Pourtant, il leur est demandé de situer leur récit dans le temps, en décrivant une succession chronologique d’événements, dans le contexte historique et politique de leur région d’origine, d’évoquer des événements, des régimes ou des conflits reconnus et documentés. En même temps, ils doivent intégrer des détails personnels qui rendent leur histoire unique, comme des anecdotes familiales, des traditions culturelles ou des moments marquants qui ont façonné leur identité.
Pour bon nombre de personnes, qui n’ont jamais eu affaire à un bureau d’état civil, une simple question sur le lieu de naissance, question pourtant claire et limpide pour l’Officier de protection, peut s’avérer complexe. On peut naître chez soi, dans la maison familiale, et il est possible que la famille ait été déplacée pour diverses raisons. Ainsi, on ne se limite plus à un lieu naissance précis ; on s’attache davantage à la région d’appartenance familiale, celle où l’on a été élevé. Et ce lieu devient alors le socle familial auquel on s’identifie.
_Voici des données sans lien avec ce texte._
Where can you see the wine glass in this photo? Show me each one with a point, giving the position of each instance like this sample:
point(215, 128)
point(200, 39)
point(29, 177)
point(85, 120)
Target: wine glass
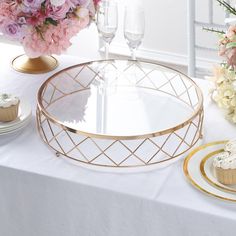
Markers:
point(107, 21)
point(134, 25)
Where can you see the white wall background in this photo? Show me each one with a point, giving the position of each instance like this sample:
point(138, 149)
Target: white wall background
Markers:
point(165, 34)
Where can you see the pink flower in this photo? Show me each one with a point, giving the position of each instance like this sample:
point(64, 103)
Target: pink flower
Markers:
point(56, 38)
point(11, 29)
point(44, 27)
point(231, 31)
point(32, 5)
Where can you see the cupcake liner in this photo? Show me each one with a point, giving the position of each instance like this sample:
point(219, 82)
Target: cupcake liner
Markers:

De plus, le rapport et l’usage du temps sont souvent différents de la conception de l’administration française et les personnes doivent convertir un calendrier différent, celui de leur pays d’origine (par exemple l’Ethiopie), et s’approprier le calendrier européen. A cela s’ajoute un temps d’instruction de plus en plus réduit, ce qui peut aboutir à une expression désincarnée, assez éloignée d’un récit personnalisé.
Comment, dans ces conditions, se raconter, écrire ou faire écrire un récit de vie ? Comment rendre le mystère moins mystérieux, substituer un monde lointain, presque fantomatique, par un autre plus visible et lisible ? Finalement, il existe bien souvent un écart considérable entre le récit de vie écrit, un document très formalisé et conditionné, et l’expression orale du parcours d’exil. Cependant, le commun est que tout cet univers inconnu sera gommé, lissé, pour aboutir à quelque chose de plus vraisemblable.
Certain.e.s obtiendront la protection, d’autres non, mais, à coup sûr, leur vécu intime et ces lieux mystérieux resteront à jamais cachés, enfouis dans les profondeurs de leur mémoire. Ces personnes n’auront livré qu’un semblant de récit plausible.